Inspired by an Anna King painting at the Kelvingrove in Glasgow

While I was in the Kelvingrove Art Gallery and Museum in Glasgow I came across ‘The River Runs Through It’ exhibition which was set up to raise money for the new Riverside Museum down by the Clydeside area. It invited the work of several of Scotland’s most established painters as well as some recent graduates and (fund)raised the notion that once the artist sold their painting half the fee went to the Riverside Museum Appeal. Great idea.

Anna with some of her work
As I had never heard of any of the artists, names meant nothing to me, it was all down to their work to jump off the canvas and scream ‘Buy Me!‘ The exhibition apparently had been inspired by visits to the site and the paintings on show were each individual artist’s interpretation of the riverscape at the time. 

For me one painting stood out and I was impressed by the raw simplicity of the work of Anna King. It was very understated and muted compared to the other works on display but it spoke most to me about the decay of Glasgow’s rich industrial past. This whole area was now a museum dedicated to what once was one of the most vibrant areas in the UK. Like Harland and Wolff in Belfast, Clydeside had been synonymous with shipbuilding and was now little more than a dinosaurian relic, a has-been that was now only fit for high rise office accommodation, apartment blocks and museums.

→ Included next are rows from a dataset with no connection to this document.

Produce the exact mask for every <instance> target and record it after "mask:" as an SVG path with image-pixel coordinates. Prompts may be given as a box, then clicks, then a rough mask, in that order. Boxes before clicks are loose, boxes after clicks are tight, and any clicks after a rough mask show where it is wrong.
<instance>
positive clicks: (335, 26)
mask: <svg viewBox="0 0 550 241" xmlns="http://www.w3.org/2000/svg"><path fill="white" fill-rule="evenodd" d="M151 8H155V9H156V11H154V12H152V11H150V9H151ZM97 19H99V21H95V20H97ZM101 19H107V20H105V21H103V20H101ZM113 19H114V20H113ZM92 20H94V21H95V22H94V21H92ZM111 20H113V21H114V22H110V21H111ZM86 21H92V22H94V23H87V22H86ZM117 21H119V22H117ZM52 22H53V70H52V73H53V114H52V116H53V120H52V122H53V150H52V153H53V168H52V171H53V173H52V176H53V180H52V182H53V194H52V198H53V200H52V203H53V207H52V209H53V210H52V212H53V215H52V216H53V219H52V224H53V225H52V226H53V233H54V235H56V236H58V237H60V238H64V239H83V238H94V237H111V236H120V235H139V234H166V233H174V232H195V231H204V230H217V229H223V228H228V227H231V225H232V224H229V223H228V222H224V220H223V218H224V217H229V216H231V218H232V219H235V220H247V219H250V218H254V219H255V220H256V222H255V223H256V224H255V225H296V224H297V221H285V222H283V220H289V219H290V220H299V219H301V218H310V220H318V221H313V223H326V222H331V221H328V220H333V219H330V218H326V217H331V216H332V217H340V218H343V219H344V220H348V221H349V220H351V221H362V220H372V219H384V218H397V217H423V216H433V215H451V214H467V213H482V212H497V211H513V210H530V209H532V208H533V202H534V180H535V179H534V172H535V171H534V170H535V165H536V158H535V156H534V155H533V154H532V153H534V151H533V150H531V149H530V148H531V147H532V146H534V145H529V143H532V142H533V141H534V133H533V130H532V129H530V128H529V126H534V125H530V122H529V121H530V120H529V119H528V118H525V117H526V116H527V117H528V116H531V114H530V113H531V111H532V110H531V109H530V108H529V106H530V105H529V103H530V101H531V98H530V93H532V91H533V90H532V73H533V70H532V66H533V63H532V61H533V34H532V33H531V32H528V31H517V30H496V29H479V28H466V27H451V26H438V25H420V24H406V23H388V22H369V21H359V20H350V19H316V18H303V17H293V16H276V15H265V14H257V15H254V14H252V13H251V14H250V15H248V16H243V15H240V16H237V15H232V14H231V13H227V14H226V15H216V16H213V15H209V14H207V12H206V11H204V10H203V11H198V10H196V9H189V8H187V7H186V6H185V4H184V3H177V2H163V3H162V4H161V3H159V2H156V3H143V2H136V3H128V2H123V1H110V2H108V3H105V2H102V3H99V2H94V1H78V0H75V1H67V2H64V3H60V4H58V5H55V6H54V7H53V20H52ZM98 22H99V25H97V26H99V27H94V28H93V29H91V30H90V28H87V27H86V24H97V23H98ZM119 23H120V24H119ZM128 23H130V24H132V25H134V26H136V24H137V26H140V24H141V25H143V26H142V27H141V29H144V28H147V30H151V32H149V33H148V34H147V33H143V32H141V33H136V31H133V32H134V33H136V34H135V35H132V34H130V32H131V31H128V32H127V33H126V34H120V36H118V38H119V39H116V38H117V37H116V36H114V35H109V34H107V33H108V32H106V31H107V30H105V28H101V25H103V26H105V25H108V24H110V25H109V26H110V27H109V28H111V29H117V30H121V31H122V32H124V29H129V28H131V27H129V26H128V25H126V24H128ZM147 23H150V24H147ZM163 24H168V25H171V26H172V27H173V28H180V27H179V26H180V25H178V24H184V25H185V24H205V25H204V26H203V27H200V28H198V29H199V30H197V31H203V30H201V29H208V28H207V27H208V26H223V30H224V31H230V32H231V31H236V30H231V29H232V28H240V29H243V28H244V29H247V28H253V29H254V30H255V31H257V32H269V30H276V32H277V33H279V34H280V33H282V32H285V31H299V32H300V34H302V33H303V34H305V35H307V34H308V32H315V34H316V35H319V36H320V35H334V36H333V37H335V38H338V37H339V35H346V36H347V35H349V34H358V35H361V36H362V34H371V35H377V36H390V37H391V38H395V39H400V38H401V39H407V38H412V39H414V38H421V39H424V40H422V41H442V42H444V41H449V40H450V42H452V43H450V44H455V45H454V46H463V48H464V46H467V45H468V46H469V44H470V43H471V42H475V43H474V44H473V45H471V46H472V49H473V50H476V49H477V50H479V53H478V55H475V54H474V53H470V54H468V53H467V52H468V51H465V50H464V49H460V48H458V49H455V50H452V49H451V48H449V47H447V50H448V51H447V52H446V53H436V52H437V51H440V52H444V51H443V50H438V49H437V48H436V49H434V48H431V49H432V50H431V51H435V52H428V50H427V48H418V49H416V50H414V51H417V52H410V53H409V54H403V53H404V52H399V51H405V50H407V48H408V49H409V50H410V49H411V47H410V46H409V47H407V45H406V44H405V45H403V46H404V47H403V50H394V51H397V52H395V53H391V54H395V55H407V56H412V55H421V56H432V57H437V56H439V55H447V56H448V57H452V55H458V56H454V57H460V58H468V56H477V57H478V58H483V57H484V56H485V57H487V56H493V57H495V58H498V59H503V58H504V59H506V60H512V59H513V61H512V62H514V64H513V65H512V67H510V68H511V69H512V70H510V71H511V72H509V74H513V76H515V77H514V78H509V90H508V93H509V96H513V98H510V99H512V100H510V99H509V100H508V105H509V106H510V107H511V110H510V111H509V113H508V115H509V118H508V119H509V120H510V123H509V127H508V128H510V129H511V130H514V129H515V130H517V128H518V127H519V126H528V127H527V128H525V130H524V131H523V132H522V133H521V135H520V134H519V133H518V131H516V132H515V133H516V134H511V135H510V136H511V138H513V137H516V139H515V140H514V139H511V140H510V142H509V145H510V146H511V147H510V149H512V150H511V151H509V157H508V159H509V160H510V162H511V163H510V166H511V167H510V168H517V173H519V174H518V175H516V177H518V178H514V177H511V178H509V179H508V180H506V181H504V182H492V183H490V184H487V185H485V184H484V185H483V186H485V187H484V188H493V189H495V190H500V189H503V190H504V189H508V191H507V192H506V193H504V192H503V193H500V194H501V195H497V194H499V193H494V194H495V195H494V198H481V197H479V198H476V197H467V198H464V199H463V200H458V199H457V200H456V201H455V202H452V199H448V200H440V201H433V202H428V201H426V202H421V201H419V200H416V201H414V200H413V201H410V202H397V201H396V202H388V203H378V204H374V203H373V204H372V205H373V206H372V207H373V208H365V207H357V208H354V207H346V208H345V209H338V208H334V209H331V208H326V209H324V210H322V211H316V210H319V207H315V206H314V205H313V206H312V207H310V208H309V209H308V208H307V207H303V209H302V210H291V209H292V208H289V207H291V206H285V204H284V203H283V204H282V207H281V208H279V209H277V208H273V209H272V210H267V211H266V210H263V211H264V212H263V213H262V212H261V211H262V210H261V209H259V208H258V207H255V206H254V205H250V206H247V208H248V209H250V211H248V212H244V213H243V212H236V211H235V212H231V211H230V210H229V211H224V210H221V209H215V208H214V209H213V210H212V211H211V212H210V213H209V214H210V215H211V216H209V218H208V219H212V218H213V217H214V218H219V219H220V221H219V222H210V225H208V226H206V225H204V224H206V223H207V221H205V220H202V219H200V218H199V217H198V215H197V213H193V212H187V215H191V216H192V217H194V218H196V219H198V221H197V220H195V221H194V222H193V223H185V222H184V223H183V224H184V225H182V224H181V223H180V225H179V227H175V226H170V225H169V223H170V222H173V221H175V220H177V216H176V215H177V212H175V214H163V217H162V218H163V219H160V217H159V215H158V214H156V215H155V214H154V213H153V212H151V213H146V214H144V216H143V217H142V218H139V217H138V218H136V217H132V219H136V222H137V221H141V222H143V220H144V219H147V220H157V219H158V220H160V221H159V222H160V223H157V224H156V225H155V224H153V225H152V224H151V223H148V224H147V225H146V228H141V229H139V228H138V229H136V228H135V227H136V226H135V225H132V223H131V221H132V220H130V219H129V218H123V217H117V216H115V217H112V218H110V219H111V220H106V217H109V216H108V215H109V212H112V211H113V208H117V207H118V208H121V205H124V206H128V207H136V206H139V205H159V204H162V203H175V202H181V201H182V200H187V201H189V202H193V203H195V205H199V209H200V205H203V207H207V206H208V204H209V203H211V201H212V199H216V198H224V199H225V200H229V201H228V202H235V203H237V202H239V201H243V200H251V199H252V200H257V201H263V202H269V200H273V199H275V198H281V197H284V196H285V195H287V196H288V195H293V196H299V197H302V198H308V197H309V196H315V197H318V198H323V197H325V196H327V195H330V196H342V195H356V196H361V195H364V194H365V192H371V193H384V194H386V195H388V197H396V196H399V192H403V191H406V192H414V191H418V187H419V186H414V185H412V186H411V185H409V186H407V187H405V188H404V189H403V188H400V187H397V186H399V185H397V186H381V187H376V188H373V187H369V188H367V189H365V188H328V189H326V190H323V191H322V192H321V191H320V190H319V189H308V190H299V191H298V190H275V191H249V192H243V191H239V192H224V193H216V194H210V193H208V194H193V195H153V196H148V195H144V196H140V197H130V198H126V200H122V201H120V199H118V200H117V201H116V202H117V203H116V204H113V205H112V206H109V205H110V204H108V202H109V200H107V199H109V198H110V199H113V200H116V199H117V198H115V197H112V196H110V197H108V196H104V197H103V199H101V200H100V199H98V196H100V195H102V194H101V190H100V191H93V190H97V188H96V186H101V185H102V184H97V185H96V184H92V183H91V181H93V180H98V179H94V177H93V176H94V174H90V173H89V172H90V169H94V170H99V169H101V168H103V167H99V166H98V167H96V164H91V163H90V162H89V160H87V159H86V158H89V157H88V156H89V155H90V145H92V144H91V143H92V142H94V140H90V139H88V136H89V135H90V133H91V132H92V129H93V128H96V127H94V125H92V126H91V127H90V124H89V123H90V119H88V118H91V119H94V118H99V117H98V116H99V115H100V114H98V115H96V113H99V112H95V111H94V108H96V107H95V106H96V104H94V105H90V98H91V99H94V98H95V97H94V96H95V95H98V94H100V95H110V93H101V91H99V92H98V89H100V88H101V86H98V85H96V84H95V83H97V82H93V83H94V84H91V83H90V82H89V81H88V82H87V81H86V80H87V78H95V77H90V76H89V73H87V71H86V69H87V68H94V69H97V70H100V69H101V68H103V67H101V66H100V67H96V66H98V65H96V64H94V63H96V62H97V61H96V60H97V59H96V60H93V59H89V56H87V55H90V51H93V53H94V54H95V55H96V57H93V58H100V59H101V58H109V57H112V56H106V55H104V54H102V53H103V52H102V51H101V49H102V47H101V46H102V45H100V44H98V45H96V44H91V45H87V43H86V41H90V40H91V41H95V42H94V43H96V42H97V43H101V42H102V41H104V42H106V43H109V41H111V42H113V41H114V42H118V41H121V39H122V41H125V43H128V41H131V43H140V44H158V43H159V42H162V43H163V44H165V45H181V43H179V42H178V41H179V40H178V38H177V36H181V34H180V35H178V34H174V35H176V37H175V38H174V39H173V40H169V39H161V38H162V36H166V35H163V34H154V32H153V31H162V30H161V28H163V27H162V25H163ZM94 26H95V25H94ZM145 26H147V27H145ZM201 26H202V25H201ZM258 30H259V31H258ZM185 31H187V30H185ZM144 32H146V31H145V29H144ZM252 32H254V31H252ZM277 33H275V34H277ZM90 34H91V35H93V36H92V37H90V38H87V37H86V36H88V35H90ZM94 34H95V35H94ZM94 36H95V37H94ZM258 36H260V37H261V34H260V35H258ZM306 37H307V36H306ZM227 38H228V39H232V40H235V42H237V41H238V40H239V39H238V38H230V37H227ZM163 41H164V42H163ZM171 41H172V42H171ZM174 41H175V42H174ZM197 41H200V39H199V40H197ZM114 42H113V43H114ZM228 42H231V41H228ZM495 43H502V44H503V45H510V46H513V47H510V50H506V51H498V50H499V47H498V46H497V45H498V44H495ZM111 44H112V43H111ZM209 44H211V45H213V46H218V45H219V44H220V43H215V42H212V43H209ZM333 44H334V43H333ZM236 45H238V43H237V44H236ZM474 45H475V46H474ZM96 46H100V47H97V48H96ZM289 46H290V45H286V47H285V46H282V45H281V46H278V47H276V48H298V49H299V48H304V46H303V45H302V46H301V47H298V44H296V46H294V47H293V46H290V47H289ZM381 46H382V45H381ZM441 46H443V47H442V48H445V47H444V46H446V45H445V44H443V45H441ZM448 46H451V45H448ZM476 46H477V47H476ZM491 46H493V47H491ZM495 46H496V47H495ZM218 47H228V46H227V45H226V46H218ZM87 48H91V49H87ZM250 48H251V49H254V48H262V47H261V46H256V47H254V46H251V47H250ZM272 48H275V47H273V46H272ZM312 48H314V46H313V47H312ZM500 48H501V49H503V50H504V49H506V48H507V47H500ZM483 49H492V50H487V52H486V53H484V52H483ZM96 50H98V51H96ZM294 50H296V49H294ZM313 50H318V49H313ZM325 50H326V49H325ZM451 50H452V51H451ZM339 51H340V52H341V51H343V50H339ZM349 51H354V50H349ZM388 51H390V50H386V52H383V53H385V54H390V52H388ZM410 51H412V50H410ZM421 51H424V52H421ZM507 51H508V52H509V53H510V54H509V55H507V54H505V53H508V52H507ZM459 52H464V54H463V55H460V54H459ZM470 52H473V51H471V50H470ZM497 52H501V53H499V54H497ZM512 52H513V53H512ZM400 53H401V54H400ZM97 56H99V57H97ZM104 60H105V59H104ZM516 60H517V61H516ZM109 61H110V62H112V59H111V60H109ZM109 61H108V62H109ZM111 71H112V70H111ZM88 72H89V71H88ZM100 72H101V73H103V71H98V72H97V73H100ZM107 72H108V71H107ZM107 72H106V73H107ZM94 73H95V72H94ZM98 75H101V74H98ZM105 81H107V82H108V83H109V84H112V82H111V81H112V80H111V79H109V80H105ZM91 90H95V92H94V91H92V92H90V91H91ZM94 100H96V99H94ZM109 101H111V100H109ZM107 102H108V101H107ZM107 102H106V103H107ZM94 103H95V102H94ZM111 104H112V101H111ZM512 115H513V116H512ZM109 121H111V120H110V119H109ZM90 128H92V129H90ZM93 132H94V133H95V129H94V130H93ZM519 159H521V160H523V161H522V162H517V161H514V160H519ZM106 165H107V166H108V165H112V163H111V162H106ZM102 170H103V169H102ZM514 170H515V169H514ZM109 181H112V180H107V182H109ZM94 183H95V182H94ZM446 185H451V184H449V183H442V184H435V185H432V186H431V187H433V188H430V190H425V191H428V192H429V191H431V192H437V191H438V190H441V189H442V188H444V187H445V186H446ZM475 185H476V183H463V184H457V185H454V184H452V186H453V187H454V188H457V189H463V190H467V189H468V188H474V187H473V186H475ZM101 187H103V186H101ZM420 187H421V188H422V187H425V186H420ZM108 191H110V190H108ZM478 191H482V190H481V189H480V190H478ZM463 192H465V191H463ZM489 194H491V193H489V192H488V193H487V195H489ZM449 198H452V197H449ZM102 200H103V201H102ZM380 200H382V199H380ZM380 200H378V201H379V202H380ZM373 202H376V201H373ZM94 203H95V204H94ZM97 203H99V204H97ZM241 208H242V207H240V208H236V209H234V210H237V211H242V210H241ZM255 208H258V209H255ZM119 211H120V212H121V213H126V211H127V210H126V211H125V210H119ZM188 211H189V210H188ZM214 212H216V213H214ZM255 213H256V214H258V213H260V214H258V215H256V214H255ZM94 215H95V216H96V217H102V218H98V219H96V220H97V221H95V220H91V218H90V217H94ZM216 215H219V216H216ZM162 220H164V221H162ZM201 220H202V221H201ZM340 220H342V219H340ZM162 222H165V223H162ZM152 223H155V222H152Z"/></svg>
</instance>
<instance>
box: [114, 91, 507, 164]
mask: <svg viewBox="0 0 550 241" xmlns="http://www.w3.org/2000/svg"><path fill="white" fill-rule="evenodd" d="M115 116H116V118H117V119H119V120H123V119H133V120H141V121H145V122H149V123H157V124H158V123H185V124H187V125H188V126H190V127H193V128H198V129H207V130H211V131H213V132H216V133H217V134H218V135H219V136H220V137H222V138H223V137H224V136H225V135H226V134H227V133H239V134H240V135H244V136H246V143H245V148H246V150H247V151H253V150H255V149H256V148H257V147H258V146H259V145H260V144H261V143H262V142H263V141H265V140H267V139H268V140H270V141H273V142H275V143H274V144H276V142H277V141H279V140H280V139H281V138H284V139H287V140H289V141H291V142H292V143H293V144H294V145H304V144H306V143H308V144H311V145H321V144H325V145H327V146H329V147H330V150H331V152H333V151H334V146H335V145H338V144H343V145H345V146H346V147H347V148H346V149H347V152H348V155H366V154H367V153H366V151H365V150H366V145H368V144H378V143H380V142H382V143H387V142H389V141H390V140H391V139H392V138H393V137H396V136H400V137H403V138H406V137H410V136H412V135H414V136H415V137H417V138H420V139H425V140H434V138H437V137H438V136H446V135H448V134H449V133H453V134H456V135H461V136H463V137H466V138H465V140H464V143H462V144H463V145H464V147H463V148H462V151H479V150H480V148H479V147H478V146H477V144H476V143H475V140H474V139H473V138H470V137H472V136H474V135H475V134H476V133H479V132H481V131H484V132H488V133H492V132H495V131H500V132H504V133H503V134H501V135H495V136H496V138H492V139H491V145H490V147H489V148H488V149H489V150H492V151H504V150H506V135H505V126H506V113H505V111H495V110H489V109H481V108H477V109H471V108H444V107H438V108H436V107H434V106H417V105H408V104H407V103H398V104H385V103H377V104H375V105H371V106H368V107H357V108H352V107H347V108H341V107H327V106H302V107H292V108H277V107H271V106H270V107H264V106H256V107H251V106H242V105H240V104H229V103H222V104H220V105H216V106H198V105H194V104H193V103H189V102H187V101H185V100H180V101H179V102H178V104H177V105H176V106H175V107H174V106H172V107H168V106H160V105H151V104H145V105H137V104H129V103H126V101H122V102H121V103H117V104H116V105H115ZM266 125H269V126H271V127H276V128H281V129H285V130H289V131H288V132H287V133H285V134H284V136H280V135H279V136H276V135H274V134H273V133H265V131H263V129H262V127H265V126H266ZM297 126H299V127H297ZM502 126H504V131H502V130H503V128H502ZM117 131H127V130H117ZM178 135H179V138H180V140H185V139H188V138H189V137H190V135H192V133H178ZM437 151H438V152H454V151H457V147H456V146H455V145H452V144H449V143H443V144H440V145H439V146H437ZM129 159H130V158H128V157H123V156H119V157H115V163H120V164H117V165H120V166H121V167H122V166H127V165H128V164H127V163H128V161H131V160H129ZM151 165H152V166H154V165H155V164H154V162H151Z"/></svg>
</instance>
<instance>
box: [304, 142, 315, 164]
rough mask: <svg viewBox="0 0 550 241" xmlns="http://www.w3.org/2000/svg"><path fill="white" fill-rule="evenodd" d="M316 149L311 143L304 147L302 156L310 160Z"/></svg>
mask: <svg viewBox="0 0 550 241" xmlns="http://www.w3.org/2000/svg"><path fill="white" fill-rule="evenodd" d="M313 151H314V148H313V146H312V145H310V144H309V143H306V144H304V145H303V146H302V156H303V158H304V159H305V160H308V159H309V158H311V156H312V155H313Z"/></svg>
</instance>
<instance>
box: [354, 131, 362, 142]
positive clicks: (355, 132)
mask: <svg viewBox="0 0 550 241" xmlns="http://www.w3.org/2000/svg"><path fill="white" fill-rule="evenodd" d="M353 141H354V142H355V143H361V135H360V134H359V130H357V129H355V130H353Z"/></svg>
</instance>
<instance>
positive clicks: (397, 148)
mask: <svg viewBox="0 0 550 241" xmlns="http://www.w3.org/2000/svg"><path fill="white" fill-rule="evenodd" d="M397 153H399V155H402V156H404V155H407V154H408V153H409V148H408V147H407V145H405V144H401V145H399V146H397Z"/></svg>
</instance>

a typical rundown painting by Anna
Had I an iphone I would have googled Anna King’s name there and then so I had to wait until I got home to find out if this was typical of her work and what inspired her wasteland look. 

I discovered she was only in her 20s, a recent graduate from Duncan of Jordanstone College of Art, Dundee. A landscape artist her work is not known for its colour and pretty subject matter, rather she points us to bleak, empty spaces, derelict rundown buildings and weed-infested, abandoned wasteland. She paints sparingly in oils and her trademark deft pencil line suggests so much with so little.

A cityscape
As someone whose creative output is now in photography I was recently drawn to the broken, sparseness of the Titanic Quarter in Belfast where waste space, dilapidated buildings and relic furniture of a forgotten past were everywhere. In the shadow of the Samson and Delilah cranes I found an untamed beauty in the desolation of the scrubby, lawless no-man’s-land where grass jutted through the cracked concrete and a feral charm in run-down, rusty girders, broken windows and paint-peeled walls of long-disused factory buildings. I wanted to do more of this and had enquired about going to the old linen works at Hilden and the remains of a mill at Gilford. I had a vision of what I wanted to achieve but Anna has beaten me to it in her paintings.

A sparse interior
Not surprisingly Anna has won numerous prestigious awards and her artworks are moving off walls for four figured sums now instead of three. She has found her niche. It was all a far cry from her art college days when nothing worked for her and she thought she was wasting her time. It all came together in her final year after a trip to Utrecht in Holland where sat in a high rise for the first time in her life she got interested in cityscapes. From there it spiralled to a sell-out and much lauded degree show.Almost six years later she’s in her converted studio space painting the scenes she has captured on camera from her frequent trips to deserted quarries, former factories and places most of us would probably run a mile from. Almost six years later she is mixing it with the elite in Scottish painting and is not embarrassed to be exhibiting alongside people she could only have dreamed of while a confused student.

Life in the mundane
Anna’s work has inspired me to look beyond the rich and the obvious and to scratch beneath the surface a bit, no, a lot!!!! I was slowly getting there but this has booted me on to seek beauty among the ashes and life in the mundane. I doubt if I will ever paint but I can take what I have seen into my photography and await what imagery emerges there.

I wonder if I will look back at this exhibition in the Kelvingrove some day and say that’s what inspired and motivated me to go where I had not gone before. We’ll see.